You don't need a degree in physics or quantum mechanics to understand the concepts Baxter presents, but an "armchair" familiarity with these disciplines will help. Still, Baxter does a very good job explaining difficult concepts within the stories. The scope of the overall story arc is amazing and it left me with a very warm feeling and a little more optimistic opinion about Humanity's future. For a scientist come late to writing, Baxter has achieved far more, in my opinion, than most of his hard SF contemporaries.
I have to concur with other reviewers: I like the science in Baxter's books, even if sometimes he is too dense. The four stars come from this. Sometimes the main interest lies not on the plot, but in the ideas presented.
Why should you read it? Standalone, it is interesting. In the Xeelee Universe, this book gives the background to others, through its short stories. I finally understood why the Xeelee Ring is associated with a human name, and some other details about the Xeelee and other races.
A previous reviewer mentioned that the characters are flat. So they are, but I think that really doesn't matter in this type of fiction, which instead offers mind-bending ideas, exciting struggles, etc. However, I have other issues with the book. It took a second reading before I realized that the stories aren't really stories, but more like series of events.

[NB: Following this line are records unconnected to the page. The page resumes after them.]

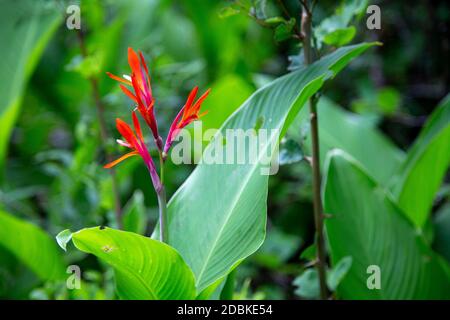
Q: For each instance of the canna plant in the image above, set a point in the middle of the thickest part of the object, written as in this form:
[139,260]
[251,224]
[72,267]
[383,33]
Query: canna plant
[217,218]
[143,98]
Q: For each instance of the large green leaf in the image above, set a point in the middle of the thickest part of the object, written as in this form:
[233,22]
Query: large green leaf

They end with some wild idea or image (that the people depicted are about 1/20,000 of an inch tall, for example, or that a character literally doesn't have a past). There is nothing that makes you care what happens next. Of course, the book alludes huge struggles between immensely powerful races, which would work well to advance the plot (see Lord of the Rings), except we don't actually see the struggle. At one stage in the sequence, humans vie with the Xeelee for mastery of the universe, but we never see that struggle. Instead, we see very, very minor, incidental events.

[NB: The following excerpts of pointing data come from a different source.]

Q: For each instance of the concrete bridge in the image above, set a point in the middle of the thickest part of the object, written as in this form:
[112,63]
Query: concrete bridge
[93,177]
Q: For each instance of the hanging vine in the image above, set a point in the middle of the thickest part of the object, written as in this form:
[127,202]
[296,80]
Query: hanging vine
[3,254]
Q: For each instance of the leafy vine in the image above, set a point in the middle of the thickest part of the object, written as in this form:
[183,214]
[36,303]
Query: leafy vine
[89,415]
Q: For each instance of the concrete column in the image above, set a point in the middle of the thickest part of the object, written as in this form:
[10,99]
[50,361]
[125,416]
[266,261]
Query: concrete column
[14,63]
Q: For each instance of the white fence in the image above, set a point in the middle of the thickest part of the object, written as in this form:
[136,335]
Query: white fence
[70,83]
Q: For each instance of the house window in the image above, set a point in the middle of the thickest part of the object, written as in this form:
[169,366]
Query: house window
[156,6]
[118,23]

Another qualm is that the science comes very close to hokum, at least partially, on a second reading. A computer driven mad by "quantum loneliness"? Baxter goes for the "gee whiz" without really earning it. The best hard science fiction (Benford's Eater, or Cosm, for example) doesn't just invoke science, it absorbs it and works within it. The result can create wonder, not just at the writer's imagination, but at the world itself.